Die Unbestimmtheit des Sozialstaatsbegriffs hat zur Folge, dass er zwar auf verfassungsrechtlicher Ebene das Ziel vorgeben kann, nicht aber die Methoden und Mittel vorgibt, mit denen dies zu erreichen ist. Diesen Rahmen auszufüllen ist daher Sache des Gesetzgebers.

Bundesstaat
Der Bundesstaat ist eine Staatenverbindung , in der durch den Zusammenschluss ein neuer Staat entsteht, die zusammengeschlossenen Staaten jedoch nicht ihre Staatlichkeit verlieren. Neben dem neu gebildeten Zentralstaat bleiben die bisherigen Staaten als Gliedstaaten bestehen und bilden zusammen mit dem Zentralstaat den Gesamtstaat.Auch wenn im Bundesstaat Gliedstaaten wie Zentralstaat  über eine eigene originäre Staatsgewalt verfügen, erstreckt sie sich nicht uneingeschränkt auf alle Sachgebiete.
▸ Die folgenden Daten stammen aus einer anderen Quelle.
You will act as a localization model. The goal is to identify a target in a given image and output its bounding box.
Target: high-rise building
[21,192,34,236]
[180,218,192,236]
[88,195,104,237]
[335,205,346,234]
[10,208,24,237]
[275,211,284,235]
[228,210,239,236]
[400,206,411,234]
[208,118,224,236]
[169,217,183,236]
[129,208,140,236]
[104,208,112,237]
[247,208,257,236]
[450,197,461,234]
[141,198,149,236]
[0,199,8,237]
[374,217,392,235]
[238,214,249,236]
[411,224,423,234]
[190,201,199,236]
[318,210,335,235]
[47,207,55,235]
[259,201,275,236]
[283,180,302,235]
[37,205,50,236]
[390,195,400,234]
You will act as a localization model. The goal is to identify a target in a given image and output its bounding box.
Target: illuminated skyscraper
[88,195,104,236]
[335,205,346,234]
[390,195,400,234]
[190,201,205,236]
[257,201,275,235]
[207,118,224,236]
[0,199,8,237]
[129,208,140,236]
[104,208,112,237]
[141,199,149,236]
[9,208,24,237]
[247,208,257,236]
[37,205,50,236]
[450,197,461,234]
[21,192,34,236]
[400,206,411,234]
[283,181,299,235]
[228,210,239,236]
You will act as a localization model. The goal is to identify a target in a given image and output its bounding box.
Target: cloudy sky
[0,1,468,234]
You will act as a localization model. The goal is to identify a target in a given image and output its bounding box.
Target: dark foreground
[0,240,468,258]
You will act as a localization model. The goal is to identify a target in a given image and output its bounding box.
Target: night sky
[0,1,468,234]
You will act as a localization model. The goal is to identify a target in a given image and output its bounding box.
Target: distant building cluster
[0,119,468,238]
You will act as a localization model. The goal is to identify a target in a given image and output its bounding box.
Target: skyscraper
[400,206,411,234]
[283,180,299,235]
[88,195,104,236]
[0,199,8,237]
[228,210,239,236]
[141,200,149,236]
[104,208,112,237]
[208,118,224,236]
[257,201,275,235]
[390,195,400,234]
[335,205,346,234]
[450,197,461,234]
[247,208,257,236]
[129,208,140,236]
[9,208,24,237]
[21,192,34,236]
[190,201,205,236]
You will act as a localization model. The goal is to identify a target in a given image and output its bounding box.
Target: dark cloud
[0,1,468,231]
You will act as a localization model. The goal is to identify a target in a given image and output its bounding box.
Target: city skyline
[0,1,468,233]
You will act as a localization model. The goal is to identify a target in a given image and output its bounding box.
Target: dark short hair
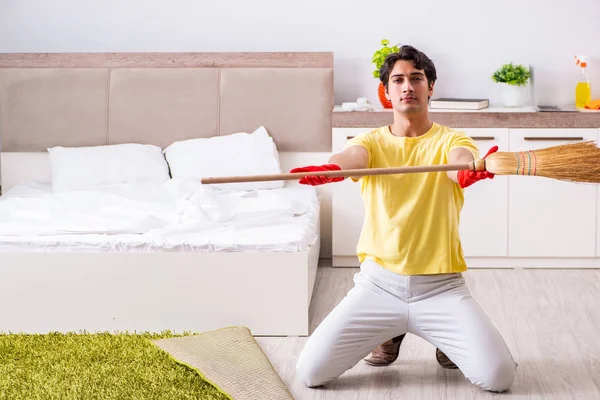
[379,45,437,89]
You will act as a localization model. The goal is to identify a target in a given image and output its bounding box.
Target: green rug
[0,332,227,400]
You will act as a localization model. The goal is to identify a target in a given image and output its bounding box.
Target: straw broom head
[485,141,600,183]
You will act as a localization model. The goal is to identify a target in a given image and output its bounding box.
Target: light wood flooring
[256,266,600,400]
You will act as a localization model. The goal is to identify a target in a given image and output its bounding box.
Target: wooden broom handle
[200,160,485,185]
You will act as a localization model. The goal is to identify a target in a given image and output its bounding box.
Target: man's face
[386,60,433,114]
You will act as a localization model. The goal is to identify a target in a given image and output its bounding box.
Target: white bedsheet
[0,179,319,252]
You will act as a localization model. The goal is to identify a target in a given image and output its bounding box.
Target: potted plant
[492,62,530,107]
[371,39,399,108]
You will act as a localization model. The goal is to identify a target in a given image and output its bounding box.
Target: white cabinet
[457,128,509,257]
[508,129,598,257]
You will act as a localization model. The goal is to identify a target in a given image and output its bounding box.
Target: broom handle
[201,160,483,184]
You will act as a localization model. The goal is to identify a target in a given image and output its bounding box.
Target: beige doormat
[153,327,293,400]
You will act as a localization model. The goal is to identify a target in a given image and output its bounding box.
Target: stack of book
[429,97,490,110]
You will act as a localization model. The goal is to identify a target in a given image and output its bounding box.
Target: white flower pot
[502,83,525,107]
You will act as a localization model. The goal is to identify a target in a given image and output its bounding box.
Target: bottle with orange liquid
[575,56,592,108]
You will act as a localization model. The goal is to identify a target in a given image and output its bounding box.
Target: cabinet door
[460,129,509,257]
[508,129,598,257]
[331,128,369,267]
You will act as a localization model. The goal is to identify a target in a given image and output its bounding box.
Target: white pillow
[48,143,170,192]
[164,126,285,190]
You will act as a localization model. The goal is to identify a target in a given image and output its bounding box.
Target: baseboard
[331,256,600,269]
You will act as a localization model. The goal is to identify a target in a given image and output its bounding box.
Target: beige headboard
[0,52,333,191]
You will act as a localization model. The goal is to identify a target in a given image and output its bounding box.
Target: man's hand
[457,146,498,189]
[290,164,344,186]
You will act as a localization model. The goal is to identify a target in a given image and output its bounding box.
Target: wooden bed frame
[0,53,333,336]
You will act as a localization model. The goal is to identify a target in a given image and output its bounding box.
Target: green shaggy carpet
[0,332,228,400]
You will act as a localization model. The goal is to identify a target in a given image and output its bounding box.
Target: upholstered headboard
[0,52,333,188]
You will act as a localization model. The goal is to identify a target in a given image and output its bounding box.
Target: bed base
[0,239,320,336]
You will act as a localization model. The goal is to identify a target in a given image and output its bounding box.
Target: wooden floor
[257,267,600,400]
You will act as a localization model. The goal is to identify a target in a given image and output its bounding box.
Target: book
[429,97,490,110]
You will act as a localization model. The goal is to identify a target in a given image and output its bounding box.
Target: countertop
[332,106,600,128]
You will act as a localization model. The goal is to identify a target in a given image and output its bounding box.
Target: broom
[201,141,600,184]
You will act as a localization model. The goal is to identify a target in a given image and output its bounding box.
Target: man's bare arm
[448,147,474,183]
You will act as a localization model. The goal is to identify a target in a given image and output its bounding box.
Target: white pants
[296,261,516,392]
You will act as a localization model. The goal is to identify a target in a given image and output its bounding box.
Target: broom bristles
[485,141,600,183]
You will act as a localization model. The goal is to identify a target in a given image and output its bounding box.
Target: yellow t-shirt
[346,123,479,275]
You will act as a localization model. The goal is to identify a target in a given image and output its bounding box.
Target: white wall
[0,0,600,104]
[0,0,600,257]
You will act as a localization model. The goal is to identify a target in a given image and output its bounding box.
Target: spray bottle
[575,56,592,108]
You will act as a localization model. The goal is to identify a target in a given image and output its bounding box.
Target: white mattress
[0,180,319,252]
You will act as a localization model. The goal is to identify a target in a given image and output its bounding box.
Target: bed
[0,52,333,336]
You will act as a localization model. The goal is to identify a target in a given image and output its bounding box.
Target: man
[291,46,516,392]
Ihre Aufteilung ergibt sich aus der Verfassung des Bundesstaates.
Für den Bundesstaat Bundesrepublik Deutschland regelt das Grundgesetz  die Verteilung der Kompetenzen zwischen Bund und Ländern für den Bereich der Gesetzgebung in Abschnitt VII des Grundgesetzes (extern) (insbes. Artikel 70 - 75 GG), für den Bereich der Verwaltung in Abschnitt VIII des Grundgesetzes (extern) und für den Bereich der Gerichtsbarkeit in Abschnitt IX des Grundgesetzes (extern) .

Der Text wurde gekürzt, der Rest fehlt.